Macbettu, regia di Alessandro Serra

Macbettu, regia di Alessandro Serra

Lo spettro di Banquo cammina sopra i tavoli, allineati lungo il proscenio, del banchetto in onore del nuovo re e l’immateriale leggerezza del suo passo è data dalla croccante fragilità del pane carrasau che si frantuma sotto i suoi scarponi (in Beckett Box erano frammenti di legno combusti e cenere cosparsi sull’intero spazio scenico a scricchiolare a ogni passo degli attori).
Tra le prove degli interpreti – tutti puntuali, affiatati, solidi – citeremo almeno quella di Leonardo Capuano, un Macbeth dalle straordinarie risonanze vocali che insiste sul registro grave ma sa sdoppiarsi in inquietanti falsetti. La sua grandezza è solo nella meschinità del potere. Il suo trono è una seggiolina impagliata nell’atmosfera terrea del palco vuoto. Vi si dimena, solipsista depresso, come il Murphy beckettiano.

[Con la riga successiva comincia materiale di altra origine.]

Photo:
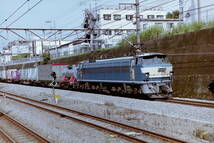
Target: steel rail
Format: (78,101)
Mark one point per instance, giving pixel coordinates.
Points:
(192,103)
(6,137)
(120,125)
(29,131)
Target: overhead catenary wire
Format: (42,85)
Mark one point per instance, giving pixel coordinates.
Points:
(14,12)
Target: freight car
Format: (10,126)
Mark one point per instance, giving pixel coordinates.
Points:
(36,75)
(148,75)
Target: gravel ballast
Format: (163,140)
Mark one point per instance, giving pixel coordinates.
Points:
(179,121)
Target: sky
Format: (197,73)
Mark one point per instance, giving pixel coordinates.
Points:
(57,13)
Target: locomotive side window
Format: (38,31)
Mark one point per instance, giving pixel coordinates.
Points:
(155,59)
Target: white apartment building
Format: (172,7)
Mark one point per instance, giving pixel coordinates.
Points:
(5,56)
(123,17)
(198,10)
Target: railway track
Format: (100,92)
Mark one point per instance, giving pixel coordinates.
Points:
(188,102)
(94,121)
(12,131)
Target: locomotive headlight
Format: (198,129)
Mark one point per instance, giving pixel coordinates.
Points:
(147,74)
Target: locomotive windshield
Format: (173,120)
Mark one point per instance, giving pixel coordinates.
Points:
(155,59)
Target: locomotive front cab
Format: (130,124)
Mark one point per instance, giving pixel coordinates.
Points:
(157,73)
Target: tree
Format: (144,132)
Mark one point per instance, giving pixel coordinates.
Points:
(173,15)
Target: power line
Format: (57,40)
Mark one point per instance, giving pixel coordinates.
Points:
(24,13)
(13,13)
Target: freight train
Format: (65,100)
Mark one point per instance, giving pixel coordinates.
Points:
(148,74)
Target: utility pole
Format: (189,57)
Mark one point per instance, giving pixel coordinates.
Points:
(181,9)
(138,44)
(199,10)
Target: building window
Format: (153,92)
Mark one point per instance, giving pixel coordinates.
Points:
(107,16)
(144,26)
(98,17)
(160,17)
(129,17)
(118,32)
(141,17)
(159,24)
(170,25)
(150,16)
(117,17)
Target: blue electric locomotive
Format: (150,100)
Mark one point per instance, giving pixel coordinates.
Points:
(148,74)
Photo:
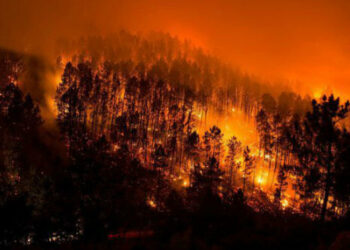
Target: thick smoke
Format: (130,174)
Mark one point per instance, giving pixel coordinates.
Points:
(300,41)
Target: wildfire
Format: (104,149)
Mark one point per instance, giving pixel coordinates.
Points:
(284,203)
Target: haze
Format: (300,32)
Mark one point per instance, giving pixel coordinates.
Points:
(304,42)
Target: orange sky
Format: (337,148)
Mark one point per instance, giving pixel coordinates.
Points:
(298,40)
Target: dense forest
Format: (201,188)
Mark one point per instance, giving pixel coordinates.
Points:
(136,158)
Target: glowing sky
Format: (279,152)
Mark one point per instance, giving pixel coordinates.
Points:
(301,40)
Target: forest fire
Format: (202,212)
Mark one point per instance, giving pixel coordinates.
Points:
(199,135)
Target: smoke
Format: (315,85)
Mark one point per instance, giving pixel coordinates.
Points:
(304,42)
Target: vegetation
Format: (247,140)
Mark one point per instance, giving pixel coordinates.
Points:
(128,153)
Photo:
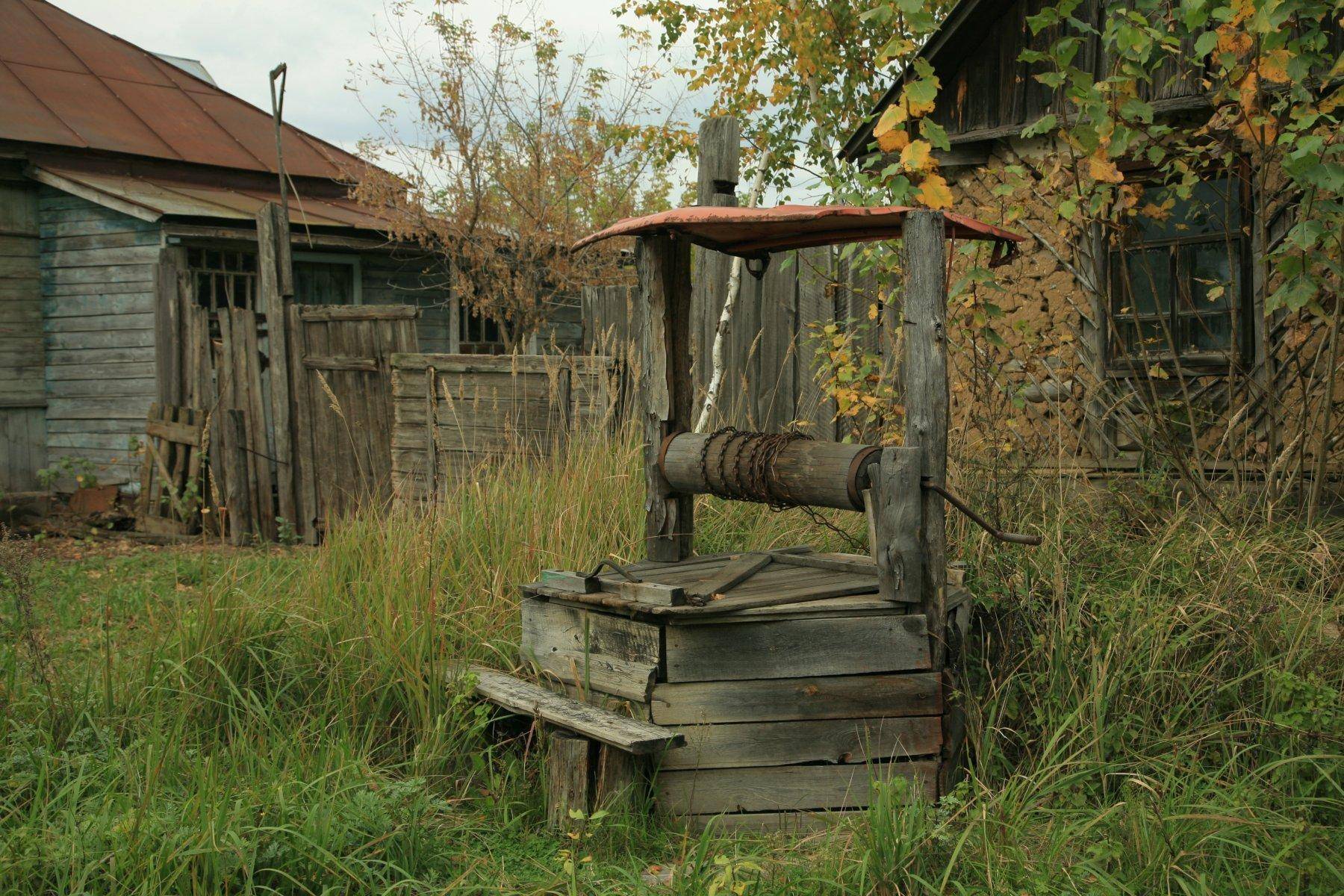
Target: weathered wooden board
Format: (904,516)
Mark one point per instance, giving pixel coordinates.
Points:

Macbettu, regia di Alessandro Serra

Macbettu, regia di Alessandro Serra

E quella di Fulvio Accogli che diventa una perturbante Lady Macbettu dai capelli lunghi, alta, suadente e barbuta, una sorta di Conchita Wurst che domina il marito, agita il coltello insanguinato, ubriaca le guardie del castello trasformate in porci, svanisce nuda tra gli spalti metallici.
Dopo le anteprime di gennaio a Carbonia e Arzachena, bisogna aspettare il debutto ufficiale al Teatro Massimo di Cagliari il 22 e 23 marzo 2017 per scoprire la scena finale, la foresta che avanza, ma lo spettacolo, prodotto da Sardegna Teatro, è già compiuto (sarà dal 23 al 28 maggio al Teatro dell’Arte di Milano e poi in tournée). Vi è raccolta, quintessenziata, la Sardegna senza mai scivolare nel folclorismo. Vi è proposta una riflessione aspra e insieme gioiosa, universale proprio perché tanto fortemente radicata, sul potere e sull’ambizione umana. Soprattutto vi è indagata con lucidità e compassione la miseria dell’uomo, la sua insignificanza di fronte all’ambiguità del demoniaco e del divino. Come ha scritto Simone Weil, «quando il soprannaturale entra in un essere che non ha sufficiente amore per riceverlo, diventa un male». A itte puntu es sa notte?